The people who are responsible for murdering 3,000 Americans on 9/11 have not been brought to justice; they are Osama bin Laden, Al Qaeda, and their sponsors, the Taleban. They were in Afghanistan, and yet George Bush, with the support of John McCain, decided in 2002 that they should take their eye off the ball—off Afghanistan—so that we could invade and occupy a country that had absolutely nothing to do with 9/11.

The case for war in Iraq was so thin that George Bush, again with the support of John McCain, had to hype up the threat of Saddam Hussein and make false promises that we would be greeted as liberators. They misled the American people and took us into a misguided war, and here are the results of their policy. Osama bin Laden and his top leadership--the people who murdered 3,000 Americans on 9/11--have a safe haven in northwest Pakistan where they operate with such freedom of action that they can still put out hate-filled audiotapes to the outside world; that’s the result of the Bush/McCain approach to the war on terrorism.

We had Al Qaeda and Taleban on the run back in 2002, but then we diverted military, intelligence, financial, and diplomatic resources to Iraq. And yet Senator McCain has said as recently as this April that,

“Afghanistan is not in trouble because of our diversion to Iraq.”

I think that just shows a dangerous misjudgment of the facts and a stubborn determination to ignore the need to finish the fight in Afghanistan.

Our military is badly overstretched as a consequence of Iraq. We have nearly 150,000 troops in Iraq. We may have no more than one or two brigades that can function outside of Iraq as a consequence of our current position. Many of the troops there are on their second, third, or fourth tours of duty; meanwhile, Afghanistan is sliding towards chaos and risks turning into a narcoterrorist state. The Taleban is on the offensive in the South. A recent Taleban prison outbreak in Qandahār freed hundreds of militants and underscored the volatile situation on the ground. The coalition’s casualties in Afghanistan last month were actually higher than they were in Iraq; that’s the result of the Bush/McCain approach to the war on terrorism.
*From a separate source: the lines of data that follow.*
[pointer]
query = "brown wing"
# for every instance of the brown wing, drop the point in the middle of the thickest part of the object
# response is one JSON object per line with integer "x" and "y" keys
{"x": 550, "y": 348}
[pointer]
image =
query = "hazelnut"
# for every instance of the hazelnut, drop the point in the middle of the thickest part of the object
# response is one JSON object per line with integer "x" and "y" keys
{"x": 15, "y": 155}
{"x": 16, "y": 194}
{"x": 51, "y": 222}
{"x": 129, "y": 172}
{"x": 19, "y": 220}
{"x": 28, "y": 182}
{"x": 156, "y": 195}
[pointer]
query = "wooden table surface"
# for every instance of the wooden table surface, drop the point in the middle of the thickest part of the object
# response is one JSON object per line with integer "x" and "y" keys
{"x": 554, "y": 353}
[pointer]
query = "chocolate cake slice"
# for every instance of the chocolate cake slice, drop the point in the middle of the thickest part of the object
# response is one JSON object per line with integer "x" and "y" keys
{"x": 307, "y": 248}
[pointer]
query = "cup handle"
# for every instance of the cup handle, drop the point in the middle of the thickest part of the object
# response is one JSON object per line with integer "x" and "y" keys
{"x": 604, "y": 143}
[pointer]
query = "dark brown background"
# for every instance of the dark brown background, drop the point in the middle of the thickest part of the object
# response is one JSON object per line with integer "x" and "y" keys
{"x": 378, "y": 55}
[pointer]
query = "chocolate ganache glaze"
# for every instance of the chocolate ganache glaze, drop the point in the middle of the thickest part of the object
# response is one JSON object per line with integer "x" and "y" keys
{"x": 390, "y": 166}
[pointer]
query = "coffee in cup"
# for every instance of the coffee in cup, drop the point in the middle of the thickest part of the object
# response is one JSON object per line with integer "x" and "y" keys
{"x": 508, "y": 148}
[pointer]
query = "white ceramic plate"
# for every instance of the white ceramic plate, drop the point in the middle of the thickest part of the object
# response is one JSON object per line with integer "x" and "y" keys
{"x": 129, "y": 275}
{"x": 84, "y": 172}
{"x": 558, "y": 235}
We need to take more resources and put them into Afghanistan. I’ve been arguing for this since 2002 when I said that we should finish the fight against Al Qaeda and the Taleban instead of going into Iraq. I’ve called for at least two additional combat brigades to support our efforts there. I’ve also called for at least $1b in nonmilitary assistance each year, and I’ve repeatedly challenged George Bush and John McCain’s refusal to hold the Pakistani government accountable for the inability to crack down on Al Qaeda and the Taleban operating within their borders--because we are not going to get Afghanistan right until we get our Pakistan policy right.

So I am happy to talk about 9/11, and I am happy to talk about the choice that we have in this election. We can: listen to the other side and make the same false arguments about why we need to violate our Constitution; not explain to the American people what exactly we’re doing; stay in Iraq indefinitely; build permanent bases in a country that doesn’t want them; not disclose exactly what’s in the negotiations so we end up learning about them from the Iraqi foreign minister because our own President doesn’t explain it to the American people; and keep short-changing our efforts in Afghanistan and our ability to deal with nearly every other national security challenge that we face. That’s one option. We can do that.

Or, we can finally end this disastrous approach to national security because the record shows that George Bush and John McCain have been weak on terrorism. Their approach has failed. Because of their policies we are less safe, less respected, less able to lead the world.

That’s why I believe it’s time to turn the page. It’s time to end the war in Iraq responsibly. It’s time to stop wasting time and start putting away terrorists. It’s time to finally take out Al Qaeda’s top leadership and to finish the fight in Afghanistan. It’s time to restore our standing in the world so we can once again lead.

That’s why I’m running for President of the United States of America.